Call center IVR and routing your customer conversations
Interacting with IoT devices around the home and in the case
Designing audio books and downloads

The update to the WaveNet range of voices is particularly exciting for today's developers. If you haven't encountered WaveNet before, it mimics things like intonation and tone, to create a more human voice. According to Google experts, WaveNet is excellent for delivering better voice experiences via "prosody" because it can identify tonal patterns in common speech.
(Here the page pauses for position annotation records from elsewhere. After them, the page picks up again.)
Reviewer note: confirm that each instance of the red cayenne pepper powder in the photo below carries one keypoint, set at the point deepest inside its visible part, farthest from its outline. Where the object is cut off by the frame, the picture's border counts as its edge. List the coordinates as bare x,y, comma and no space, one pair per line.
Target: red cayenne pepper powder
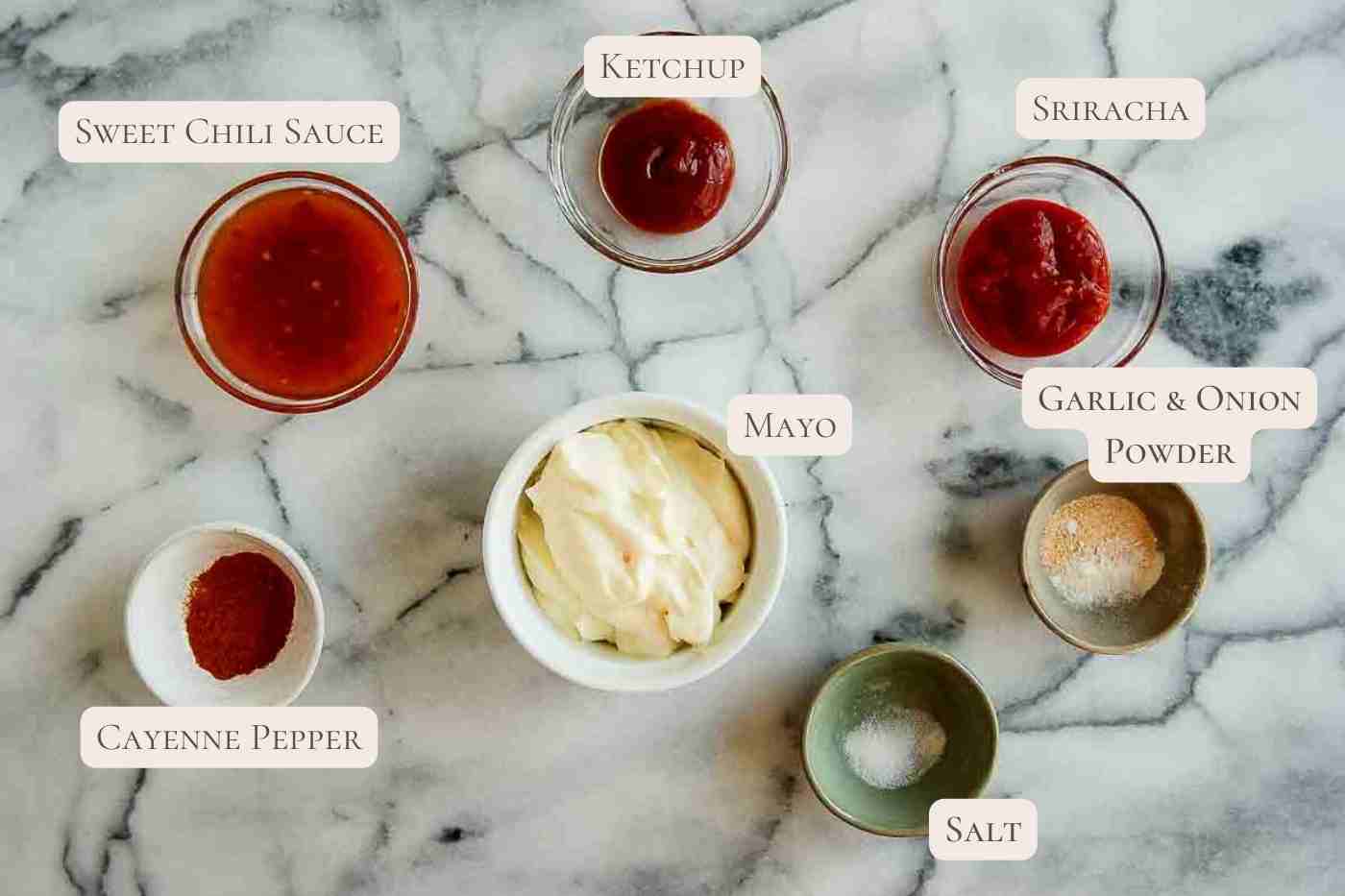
238,614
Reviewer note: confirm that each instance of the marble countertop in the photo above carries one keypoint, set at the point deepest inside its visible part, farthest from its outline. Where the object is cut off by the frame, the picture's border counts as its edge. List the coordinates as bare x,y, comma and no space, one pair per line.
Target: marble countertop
1210,764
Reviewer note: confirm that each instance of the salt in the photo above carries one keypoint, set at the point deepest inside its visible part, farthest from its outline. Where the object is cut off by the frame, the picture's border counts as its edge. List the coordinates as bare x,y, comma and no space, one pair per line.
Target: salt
894,748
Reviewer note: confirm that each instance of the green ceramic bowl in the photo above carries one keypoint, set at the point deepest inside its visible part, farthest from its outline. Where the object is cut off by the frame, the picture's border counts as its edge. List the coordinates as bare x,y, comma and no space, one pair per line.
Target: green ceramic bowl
888,677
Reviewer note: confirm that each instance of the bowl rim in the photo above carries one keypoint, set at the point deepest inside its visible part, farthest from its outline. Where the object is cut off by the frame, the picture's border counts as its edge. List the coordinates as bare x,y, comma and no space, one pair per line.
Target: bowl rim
954,224
1078,641
854,660
280,403
589,234
292,556
514,600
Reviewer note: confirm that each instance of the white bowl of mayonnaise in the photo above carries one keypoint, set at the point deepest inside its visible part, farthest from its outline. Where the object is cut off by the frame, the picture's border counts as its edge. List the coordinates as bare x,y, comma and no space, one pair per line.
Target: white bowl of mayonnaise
627,549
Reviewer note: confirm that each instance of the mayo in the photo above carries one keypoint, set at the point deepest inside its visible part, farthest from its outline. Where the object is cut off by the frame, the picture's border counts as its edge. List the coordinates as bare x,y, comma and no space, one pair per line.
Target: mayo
636,536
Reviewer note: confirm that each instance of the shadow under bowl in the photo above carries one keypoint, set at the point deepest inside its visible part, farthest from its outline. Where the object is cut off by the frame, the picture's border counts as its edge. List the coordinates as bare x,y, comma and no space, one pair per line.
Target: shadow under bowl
888,677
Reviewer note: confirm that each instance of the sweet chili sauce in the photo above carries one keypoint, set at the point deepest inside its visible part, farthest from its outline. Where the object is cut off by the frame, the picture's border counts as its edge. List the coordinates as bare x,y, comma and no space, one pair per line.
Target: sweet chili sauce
666,167
1035,278
303,292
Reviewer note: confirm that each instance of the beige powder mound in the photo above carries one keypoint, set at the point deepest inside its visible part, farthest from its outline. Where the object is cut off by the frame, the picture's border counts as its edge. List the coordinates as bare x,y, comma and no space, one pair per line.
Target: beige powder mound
1100,552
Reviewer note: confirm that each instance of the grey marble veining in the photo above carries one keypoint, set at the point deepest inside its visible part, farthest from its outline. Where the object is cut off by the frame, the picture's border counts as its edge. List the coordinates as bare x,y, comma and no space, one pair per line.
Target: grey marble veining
1210,764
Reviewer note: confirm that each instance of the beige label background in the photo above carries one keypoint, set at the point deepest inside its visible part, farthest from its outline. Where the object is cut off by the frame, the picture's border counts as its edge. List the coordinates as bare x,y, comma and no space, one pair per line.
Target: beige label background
1189,91
1163,425
791,408
672,47
982,812
358,718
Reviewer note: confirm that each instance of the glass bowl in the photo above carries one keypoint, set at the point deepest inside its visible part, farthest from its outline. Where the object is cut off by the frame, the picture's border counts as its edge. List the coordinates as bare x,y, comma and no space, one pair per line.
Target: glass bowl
188,276
762,164
1138,268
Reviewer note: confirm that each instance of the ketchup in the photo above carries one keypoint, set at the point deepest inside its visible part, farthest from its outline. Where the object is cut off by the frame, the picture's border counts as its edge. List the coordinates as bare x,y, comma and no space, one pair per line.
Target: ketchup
1035,278
303,294
666,167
WaveNet produces far more convincing voices than other AI speech generation options. According to Google, WaveNet has already bridged the quality gap with human speech options with improvements of 70% based on mean opinion score. Additionally, WaveNet is more efficient too. It runs on Google's tensor processing units, or TPUs, and accesses custom chips with circuits specifically optimized for AI model training. This means that a voice sample lasting one second takes around 50 milliseconds to design.

The Best Cloud Text-to-Speech Experience

The new selection of updates to Cloud Text-to-Speech solutions from Google helps the GCP to leapfrog other companies like Amazon Poly and Microsoft Azure when it comes to the number of AI devices available on offer. Google believes that this exciting upgrade will make its AI-enhanced offering the go-to option for companies that need to access intelligently generated voices for things like contact center IVRs and custom apps.

Now that customers are expecting to hear human-sounding voices when they interact with IoT devices, call into contact centres, or listen to audio versions of text-based content, it's important to have access to the right text-to-speech solution. Companies that can offer more realistic and human-sounding voices will be able to offer better experiences for their customers. What's more, thanks to Google, those experiences can now be provided in a wide variety of languages and countries.

Text to Speech from Google is free to use for businesses today up to the first million characters that you process with the GCP API.